Puisque la réaction attendue est « on va vous rendre l’existence impossible », décrétons, à l’inverse, « nous allons vous rendre la vie possible. » Non par esprit de provocation mais parce que nous restons fidèles au projet humain qui est le nôtre.
Il serait illusoire, voire ridicule, de miser sur un travail de dissociation du policier, qui lui laisse une chance de recouvrer son humanité en désertant la machine à broyer le vivant, dont il est lui-même victime. Mais que risquons-nous à lui signifier – de loin et à l’abri de ses réflexes sado-masochistes – que nous ne voulons ni pardon ni talion ? Que nous voulons seulement que la vie soit à tous et à toutes, sans exclusion.
Nous n’avons pas de message à adresser, nous avons une expérience à mener sans discontinuer. Il nous appartient de poursuivre l’occupation de notre terre, d’autogérer notre eau, de fonder partout dans le monde des micro-sociétés où les assemblées permettent à chacun la libre expression de ses désirs, leur affinement, leur harmonisation (l’expérience zapatiste montre que c’est possible.)
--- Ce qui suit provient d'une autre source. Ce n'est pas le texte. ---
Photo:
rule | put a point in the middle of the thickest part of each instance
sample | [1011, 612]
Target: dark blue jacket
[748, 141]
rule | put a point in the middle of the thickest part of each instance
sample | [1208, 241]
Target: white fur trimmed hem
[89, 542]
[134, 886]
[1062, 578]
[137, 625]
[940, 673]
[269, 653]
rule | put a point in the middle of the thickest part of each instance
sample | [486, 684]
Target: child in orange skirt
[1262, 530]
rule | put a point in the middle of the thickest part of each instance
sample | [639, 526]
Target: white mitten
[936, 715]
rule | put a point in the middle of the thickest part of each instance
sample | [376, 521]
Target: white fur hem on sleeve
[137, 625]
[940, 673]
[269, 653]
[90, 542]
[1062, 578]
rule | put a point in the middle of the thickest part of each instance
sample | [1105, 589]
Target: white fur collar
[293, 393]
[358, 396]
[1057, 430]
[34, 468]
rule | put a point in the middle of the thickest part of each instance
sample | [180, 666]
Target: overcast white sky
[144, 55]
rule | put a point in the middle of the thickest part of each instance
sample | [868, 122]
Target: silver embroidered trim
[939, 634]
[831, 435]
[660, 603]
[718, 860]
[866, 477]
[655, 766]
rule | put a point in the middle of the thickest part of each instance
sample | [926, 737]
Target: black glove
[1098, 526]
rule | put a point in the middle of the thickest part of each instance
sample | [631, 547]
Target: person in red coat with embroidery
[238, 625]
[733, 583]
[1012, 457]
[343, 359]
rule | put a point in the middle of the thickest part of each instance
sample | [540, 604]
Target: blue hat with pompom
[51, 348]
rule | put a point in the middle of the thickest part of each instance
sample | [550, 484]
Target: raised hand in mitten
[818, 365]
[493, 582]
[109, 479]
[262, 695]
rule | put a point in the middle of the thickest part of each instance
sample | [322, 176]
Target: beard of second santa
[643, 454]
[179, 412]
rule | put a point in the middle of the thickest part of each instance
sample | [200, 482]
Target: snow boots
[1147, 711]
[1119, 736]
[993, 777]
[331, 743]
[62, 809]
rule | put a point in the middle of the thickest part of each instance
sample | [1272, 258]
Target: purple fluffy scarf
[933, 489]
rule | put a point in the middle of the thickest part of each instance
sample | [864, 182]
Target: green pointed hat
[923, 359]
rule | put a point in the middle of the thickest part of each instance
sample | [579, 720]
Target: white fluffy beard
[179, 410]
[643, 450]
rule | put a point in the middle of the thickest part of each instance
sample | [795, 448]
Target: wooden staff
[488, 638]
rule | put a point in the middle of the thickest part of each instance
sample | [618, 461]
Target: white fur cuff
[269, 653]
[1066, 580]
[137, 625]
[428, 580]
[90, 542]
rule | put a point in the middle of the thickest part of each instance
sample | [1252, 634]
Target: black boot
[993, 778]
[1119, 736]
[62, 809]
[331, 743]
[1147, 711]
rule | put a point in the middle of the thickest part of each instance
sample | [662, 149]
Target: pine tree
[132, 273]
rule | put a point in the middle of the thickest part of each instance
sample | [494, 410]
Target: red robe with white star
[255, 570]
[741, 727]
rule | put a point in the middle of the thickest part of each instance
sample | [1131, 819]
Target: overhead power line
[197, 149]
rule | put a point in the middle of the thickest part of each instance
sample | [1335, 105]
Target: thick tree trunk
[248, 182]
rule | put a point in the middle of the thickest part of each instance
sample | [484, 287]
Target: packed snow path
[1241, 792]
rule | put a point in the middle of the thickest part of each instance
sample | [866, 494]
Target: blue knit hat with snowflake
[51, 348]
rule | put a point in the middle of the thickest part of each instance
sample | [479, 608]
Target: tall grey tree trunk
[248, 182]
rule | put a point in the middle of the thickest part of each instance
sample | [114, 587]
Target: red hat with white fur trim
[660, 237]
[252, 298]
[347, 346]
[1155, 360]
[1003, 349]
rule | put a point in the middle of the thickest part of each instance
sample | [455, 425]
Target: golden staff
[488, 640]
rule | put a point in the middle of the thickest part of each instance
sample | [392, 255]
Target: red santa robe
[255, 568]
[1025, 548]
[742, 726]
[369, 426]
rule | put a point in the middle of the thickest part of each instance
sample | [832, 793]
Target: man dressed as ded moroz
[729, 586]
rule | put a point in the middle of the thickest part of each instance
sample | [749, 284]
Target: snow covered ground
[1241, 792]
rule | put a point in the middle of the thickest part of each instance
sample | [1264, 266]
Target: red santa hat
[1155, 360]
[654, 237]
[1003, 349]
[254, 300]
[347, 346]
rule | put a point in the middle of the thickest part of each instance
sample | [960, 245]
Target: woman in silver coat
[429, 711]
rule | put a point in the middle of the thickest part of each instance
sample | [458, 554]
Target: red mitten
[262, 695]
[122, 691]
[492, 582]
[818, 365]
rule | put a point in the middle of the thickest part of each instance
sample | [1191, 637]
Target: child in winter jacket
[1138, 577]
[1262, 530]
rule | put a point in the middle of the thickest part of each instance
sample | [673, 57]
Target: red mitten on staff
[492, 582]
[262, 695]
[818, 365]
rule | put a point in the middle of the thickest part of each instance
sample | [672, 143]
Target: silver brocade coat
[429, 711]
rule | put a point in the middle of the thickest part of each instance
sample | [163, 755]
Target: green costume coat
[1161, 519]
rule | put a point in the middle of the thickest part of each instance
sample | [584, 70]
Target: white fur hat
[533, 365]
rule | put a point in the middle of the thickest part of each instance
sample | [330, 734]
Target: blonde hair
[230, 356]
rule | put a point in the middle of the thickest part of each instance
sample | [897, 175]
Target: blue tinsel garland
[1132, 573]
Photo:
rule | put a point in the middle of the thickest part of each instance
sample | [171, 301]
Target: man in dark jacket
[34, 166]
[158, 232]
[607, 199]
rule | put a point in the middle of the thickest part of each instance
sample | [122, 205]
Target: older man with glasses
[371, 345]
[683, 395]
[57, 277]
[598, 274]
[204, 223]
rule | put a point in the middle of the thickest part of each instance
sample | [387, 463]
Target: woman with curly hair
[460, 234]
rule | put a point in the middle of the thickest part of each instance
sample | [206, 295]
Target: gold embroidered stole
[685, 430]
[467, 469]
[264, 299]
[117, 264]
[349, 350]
Osez parler d’utopie et de chimère alors que la France retrouve l’élan qui la libéra de l’Ancien régime ? Alors que s’esquissent sous nos yeux des collectivités où s’incarnent dans l’authenticité vécue ces idées d’égalité, de liberté, de fraternité, qui avaient été vidées de leur substance ?
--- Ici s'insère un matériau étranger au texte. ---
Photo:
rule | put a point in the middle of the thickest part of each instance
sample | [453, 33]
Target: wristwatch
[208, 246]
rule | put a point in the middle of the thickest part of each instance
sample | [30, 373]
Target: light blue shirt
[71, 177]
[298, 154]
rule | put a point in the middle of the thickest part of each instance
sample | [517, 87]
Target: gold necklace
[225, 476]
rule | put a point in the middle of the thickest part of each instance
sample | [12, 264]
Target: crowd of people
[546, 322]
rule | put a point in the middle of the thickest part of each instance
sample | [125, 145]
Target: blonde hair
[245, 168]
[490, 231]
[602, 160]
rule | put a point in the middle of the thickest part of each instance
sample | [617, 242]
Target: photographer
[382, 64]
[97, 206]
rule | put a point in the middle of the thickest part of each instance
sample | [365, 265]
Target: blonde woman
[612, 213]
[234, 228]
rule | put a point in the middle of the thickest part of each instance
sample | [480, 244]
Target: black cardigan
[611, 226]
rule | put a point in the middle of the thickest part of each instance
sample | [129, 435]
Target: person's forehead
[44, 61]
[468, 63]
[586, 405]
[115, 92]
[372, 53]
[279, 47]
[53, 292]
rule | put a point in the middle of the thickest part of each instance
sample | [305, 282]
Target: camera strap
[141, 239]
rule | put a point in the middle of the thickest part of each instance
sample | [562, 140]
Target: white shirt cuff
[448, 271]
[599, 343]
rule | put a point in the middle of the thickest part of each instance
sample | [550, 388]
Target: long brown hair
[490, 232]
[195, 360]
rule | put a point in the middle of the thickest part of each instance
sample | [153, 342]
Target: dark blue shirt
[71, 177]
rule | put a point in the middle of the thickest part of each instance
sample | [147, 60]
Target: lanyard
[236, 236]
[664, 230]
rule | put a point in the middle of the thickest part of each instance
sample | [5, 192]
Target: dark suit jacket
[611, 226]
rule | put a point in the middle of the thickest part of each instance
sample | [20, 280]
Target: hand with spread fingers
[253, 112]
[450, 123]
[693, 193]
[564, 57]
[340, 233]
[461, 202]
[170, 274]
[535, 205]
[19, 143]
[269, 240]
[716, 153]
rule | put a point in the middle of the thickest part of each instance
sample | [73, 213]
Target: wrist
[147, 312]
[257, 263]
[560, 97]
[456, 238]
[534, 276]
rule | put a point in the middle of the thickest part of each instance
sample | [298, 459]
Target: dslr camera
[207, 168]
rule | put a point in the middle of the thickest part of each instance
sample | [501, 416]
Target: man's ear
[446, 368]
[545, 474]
Notre révolution sera celle de la jouissance contre l’appropriation, de l’entraide contre la prédation, de la création contre le travail.
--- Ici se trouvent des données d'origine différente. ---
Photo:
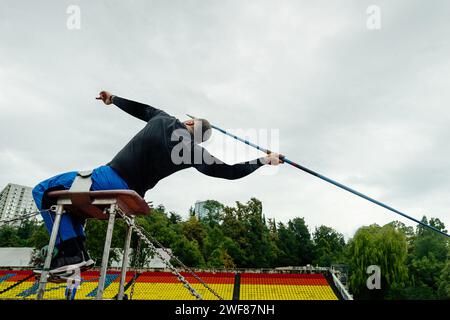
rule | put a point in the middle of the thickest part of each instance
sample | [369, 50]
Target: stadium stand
[158, 285]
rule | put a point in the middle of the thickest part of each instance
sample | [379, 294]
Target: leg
[109, 231]
[125, 263]
[48, 259]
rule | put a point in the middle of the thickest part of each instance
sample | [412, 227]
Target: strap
[82, 182]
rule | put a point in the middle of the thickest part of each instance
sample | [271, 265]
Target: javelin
[340, 185]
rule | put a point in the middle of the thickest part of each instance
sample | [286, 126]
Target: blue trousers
[103, 178]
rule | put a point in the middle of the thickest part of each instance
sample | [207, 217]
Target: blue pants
[103, 178]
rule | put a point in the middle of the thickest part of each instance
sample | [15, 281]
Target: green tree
[328, 246]
[385, 247]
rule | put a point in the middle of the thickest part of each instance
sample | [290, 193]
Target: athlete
[162, 147]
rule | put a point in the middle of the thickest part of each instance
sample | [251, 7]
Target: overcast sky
[369, 108]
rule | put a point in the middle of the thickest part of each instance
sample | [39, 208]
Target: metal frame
[112, 211]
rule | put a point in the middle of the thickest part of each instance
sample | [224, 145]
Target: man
[164, 146]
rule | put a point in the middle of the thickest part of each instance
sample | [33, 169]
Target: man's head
[199, 128]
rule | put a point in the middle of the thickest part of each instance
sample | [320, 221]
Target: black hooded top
[165, 146]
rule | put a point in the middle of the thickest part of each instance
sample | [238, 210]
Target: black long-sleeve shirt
[148, 157]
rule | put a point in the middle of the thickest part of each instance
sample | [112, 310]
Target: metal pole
[51, 246]
[109, 232]
[340, 185]
[126, 251]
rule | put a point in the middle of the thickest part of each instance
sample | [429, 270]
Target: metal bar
[126, 251]
[109, 232]
[51, 246]
[340, 185]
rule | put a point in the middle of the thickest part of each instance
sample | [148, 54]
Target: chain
[181, 263]
[152, 247]
[136, 265]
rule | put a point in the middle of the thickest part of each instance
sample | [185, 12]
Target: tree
[385, 247]
[428, 260]
[328, 246]
[9, 237]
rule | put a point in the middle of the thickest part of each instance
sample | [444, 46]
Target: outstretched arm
[136, 109]
[218, 169]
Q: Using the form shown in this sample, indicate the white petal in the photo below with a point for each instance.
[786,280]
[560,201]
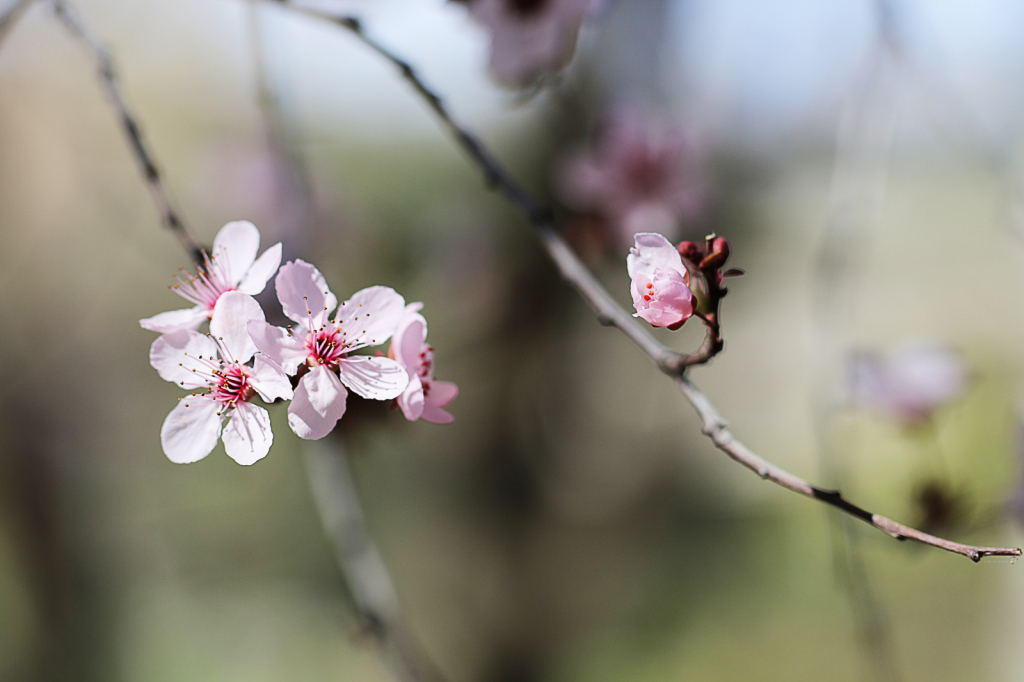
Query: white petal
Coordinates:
[174,321]
[190,431]
[286,348]
[411,400]
[269,380]
[248,436]
[236,246]
[650,251]
[229,325]
[315,422]
[303,294]
[184,357]
[410,337]
[442,392]
[255,280]
[371,316]
[377,378]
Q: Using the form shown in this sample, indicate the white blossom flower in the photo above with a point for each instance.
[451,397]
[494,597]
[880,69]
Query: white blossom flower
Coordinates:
[217,363]
[323,345]
[231,266]
[425,396]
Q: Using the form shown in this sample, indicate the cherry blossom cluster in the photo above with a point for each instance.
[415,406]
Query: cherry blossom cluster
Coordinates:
[311,363]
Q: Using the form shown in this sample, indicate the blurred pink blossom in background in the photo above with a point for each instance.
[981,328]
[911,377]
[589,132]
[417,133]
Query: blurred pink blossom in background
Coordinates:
[637,176]
[530,38]
[909,383]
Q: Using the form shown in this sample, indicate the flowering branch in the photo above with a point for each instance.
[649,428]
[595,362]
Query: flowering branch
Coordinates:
[129,125]
[610,313]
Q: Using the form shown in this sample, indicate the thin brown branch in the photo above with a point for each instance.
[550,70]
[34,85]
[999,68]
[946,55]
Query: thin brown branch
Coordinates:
[328,468]
[10,15]
[609,312]
[129,124]
[360,563]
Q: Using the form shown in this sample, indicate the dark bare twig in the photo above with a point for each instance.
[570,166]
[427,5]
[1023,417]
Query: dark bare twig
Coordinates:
[610,313]
[330,475]
[366,574]
[129,125]
[10,15]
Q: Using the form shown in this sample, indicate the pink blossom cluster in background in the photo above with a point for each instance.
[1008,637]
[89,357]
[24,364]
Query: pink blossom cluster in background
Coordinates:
[636,176]
[530,38]
[310,363]
[909,383]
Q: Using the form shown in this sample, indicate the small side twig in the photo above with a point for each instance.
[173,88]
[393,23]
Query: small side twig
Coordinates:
[609,312]
[10,15]
[365,572]
[129,125]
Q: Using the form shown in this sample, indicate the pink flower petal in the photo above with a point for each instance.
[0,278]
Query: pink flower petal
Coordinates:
[174,321]
[303,293]
[376,378]
[238,243]
[229,325]
[649,252]
[410,338]
[255,280]
[190,431]
[248,435]
[285,348]
[269,380]
[442,392]
[411,400]
[317,405]
[371,316]
[178,357]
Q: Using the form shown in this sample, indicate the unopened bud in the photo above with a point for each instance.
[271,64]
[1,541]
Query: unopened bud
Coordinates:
[691,252]
[720,245]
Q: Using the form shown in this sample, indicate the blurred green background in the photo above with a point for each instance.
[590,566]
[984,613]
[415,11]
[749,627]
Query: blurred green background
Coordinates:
[571,523]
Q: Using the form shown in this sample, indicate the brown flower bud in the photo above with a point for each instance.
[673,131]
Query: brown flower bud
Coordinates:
[691,252]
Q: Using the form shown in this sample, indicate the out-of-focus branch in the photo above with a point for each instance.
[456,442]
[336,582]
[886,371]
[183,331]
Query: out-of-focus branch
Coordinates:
[609,312]
[715,427]
[330,475]
[129,125]
[9,16]
[366,574]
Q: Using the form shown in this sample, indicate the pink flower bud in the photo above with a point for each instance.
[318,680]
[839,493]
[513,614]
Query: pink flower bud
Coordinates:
[659,287]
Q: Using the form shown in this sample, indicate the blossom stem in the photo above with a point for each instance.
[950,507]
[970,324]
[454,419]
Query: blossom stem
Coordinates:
[129,125]
[358,559]
[610,313]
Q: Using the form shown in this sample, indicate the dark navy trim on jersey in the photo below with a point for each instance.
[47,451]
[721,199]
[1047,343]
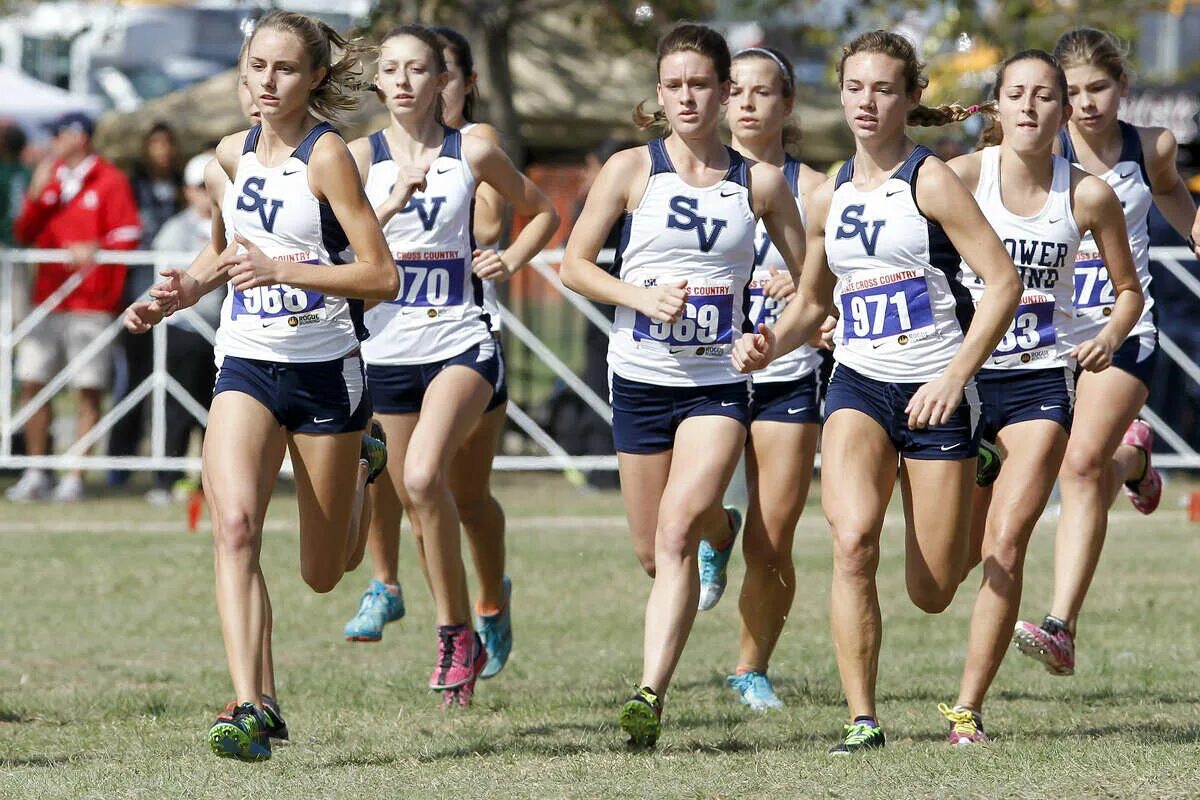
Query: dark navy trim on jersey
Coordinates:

Ne rien céder sur l’invariance de notre projet humain tisse une cohésion existentielle et sociale qui a les moyens et l’ingéniosité de pratiquer une guérilla démilitarisée soumettant à un harcèlement constant le totalitarisme étatique pourrissant.
Ceux qui misent sur notre essoufflement ignorent que le souffle de la vie est inépuisable. A courir en revanche partout où l’on détruit leurs machines, comment les oppresseurs ne s’étoufferaient-ils pas à perdre haleine ?
Nous entrons dans l’ère de l’autogestion et du renversement de perspective.
Nous n’avons connu de vie que sous l’ombre glacée de la mort. Nous n’avons rien entrepris sans penser que notre entreprise était vaine et insensée.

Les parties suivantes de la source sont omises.